That Day An Entire HP C7000 Enclosure Got Hit With a Nasty Bug

October 3, 2013 — 6 Comments

If you happen to run at least some of your ESXi clusters on blades, and you have multiple chassis/enclosures,  you may choose to distribute the hosts in these clusters across multiple enclosures.  This is a good idea, in general, for many environments.  After all, though this type of blade enclosure failure is rare, you don’t want a critical issue with a blade enclosure taking down an entire cluster.

Recently, I saw one of these rare events impact an enclosure, and it was not pretty.    For Sys Admins – You know, that feeling you get when alerts about multiple hosts being “down” come streaming into your inbox.  You think – which hosts, which cluster, perhaps even which site…any commonality?  In this case, it was due to the fact that the following bug had just hit an HP Enclosure:  http://h20000.www2.hp.com/bizsupport/TechSupport/Document.jsp?objectID=c02623029&lang=en&cc=us&taskId=135&prodSeriesId=3794423

This enclosure was NOT extremely out-of-date in terms of firmware and drivers.  The firmware was at a February 2013 SPP level, and the hosts were built from the latest HP ESXi 5.0 U2 customized ISO.

Here is a summary of what was seen when troubleshooting the issue for the impacted enclosure:

  • Both the Onboard Administrators and the Virtual Connect Manager were still accessible – somewhat.  See next bullet.
  • Virtual Connect Manager could be logged into, but was slow to respond.
  • Virtual Connect Manager showed the “stacking link” in a critical state.
  • Virtual Connect Manager also showed the 10Gb aggregated (LAG) uplinks were in an active/passive state as opposed to active/active, which is how they were originally configured.
  • None of the hosts in the enclosure could be pinged.  That is, every single blade lost network connectivity.  They still had FC connectivity to the FC switches.
  • Some of the ESXi hosts were still running, and some had suffered PSODs as a result of the bug.
  • Hosts that were still up eventually saw themselves as “isolated”.  Since the isolation response was set to “shutdown”, impacted VMs (luckily, not that many) were shutdown and restarted on non-isolated hosts.
  • Exported a log from the Virtual Connect Manager, and HP helped to identify the blade triggering the bug.  Host was shutdown, and blade itself was also “reset”, however this did not restore normal functionality.
  • Reset one of the Virtual Connect modules. This restored network connectivity for some of the blades, but not all.
  • Some of the blades had to be rebooted in order for network connectivity to be completely restored.

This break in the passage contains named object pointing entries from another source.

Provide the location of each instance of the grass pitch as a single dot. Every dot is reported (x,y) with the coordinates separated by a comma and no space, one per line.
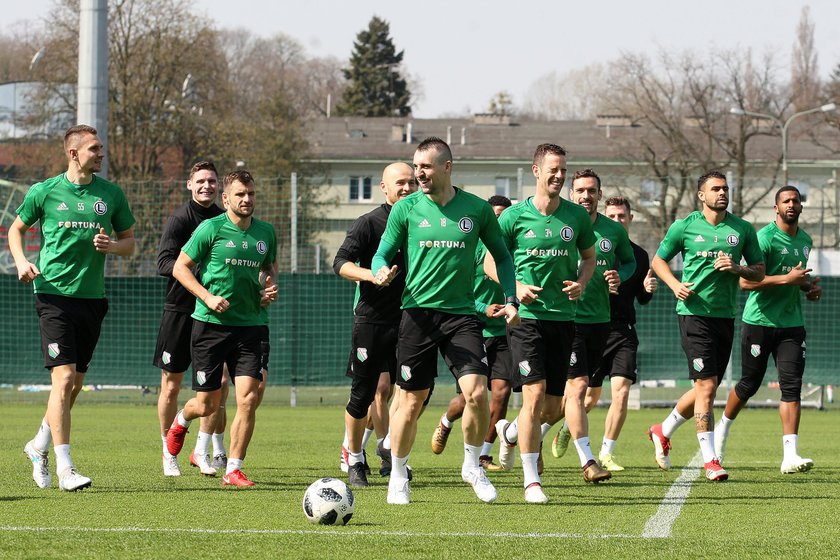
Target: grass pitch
(133,511)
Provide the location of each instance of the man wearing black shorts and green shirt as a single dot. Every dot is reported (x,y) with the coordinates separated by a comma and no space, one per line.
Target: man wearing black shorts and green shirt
(712,242)
(78,212)
(440,228)
(230,315)
(615,263)
(773,324)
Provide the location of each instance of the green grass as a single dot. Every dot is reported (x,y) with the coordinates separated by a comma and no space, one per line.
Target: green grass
(133,511)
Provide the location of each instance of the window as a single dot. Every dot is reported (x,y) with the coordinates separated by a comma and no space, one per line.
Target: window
(360,189)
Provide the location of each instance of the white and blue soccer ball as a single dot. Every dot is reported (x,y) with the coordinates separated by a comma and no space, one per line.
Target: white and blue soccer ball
(328,501)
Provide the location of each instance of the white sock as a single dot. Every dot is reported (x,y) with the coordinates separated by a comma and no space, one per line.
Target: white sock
(183,422)
(398,469)
(219,444)
(366,437)
(471,455)
(355,458)
(234,465)
(672,422)
(608,446)
(707,445)
(62,458)
(43,438)
(584,450)
(202,444)
(529,468)
(789,445)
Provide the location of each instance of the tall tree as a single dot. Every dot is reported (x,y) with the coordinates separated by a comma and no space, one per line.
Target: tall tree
(376,86)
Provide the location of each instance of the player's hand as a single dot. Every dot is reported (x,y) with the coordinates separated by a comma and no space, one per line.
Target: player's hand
(102,242)
(683,291)
(798,276)
(216,303)
(527,293)
(650,282)
(573,289)
(384,275)
(494,310)
(724,263)
(27,272)
(816,290)
(613,280)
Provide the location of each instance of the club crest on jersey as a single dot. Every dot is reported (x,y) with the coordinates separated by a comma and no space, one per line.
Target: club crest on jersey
(567,233)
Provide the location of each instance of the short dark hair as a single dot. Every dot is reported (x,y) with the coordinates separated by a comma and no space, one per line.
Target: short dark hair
(584,173)
(75,131)
(709,175)
(618,201)
(545,149)
(499,200)
(241,176)
(202,166)
(433,142)
(785,189)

My plan for preventing this bug from re-occurring on any enclosure, based on the HP advisory (and in general to update everything to the September 2013 HP “recipe” from vibsdepot.hp.com):

  • Using the Enclosure Firmware Management feature to apply the HP September 2013 Service Pack for Proliant (SPP) to each blade
  • Running HPSUM from the latest SPP to update the OA and VC firmware
  • Using Update Manager to apply recommended ESXi nic and HBA drivers, as well as the latest HP Offline bundle.

As a side note, it appears so far that a different, minor HP bug still remains even with these latest updates– as described in Ben Loveday’s blog post: http://bensjibberjabber.wordpress.com/2013/01/09/storage-alert-bug-running-vsphere-on-hp-bl465c-g7-blades/

Sigh….

Advertisements

6 responses to That Day An Entire HP C7000 Enclosure Got Hit With a Nasty Bug

  1. 

    Hi,
    Were the blades at the Feb SPP as well? The HP article noted for 554flb adapter for example, the issue was seen in firmware older than 4.1.xxx. Feb SPP comes with the the 4.2.x firmware. Hp custom ISO came with 4.2 drivers as well.

    We standardized on the feb spp but we stayed at 3.6 vc and oa.

    • 

      Hi Chris – Good question. My understanding is that the bug was triggered by the nic firmware and not so much the drivers. Yes, the blades were all updated with the Feb SPP (firmware) using the HP EFM. The OAs and VCs were also updated at that time using the same SPP. The blades have HP 553i Emulex network adapters. Still actually in the process of completing updates. Once I return to the office, will have to double check and confirm what the nic firmware version was for the blades (can’t recall at the moment).

    • 

      Either way, you raise a good point that the Feb SPP appears to include firmware newer than the version mentioned in the advisory. Has me wondering if either (a) the EFM did not successfully update the nic firmware earlier this year using the Feb 2013 SPP, (b) the nic firmware update did not fix the bug, or (c) HP Support misdiagnosed which bug was affecting the enclosure. Hmmmmmm…will update after looking into it.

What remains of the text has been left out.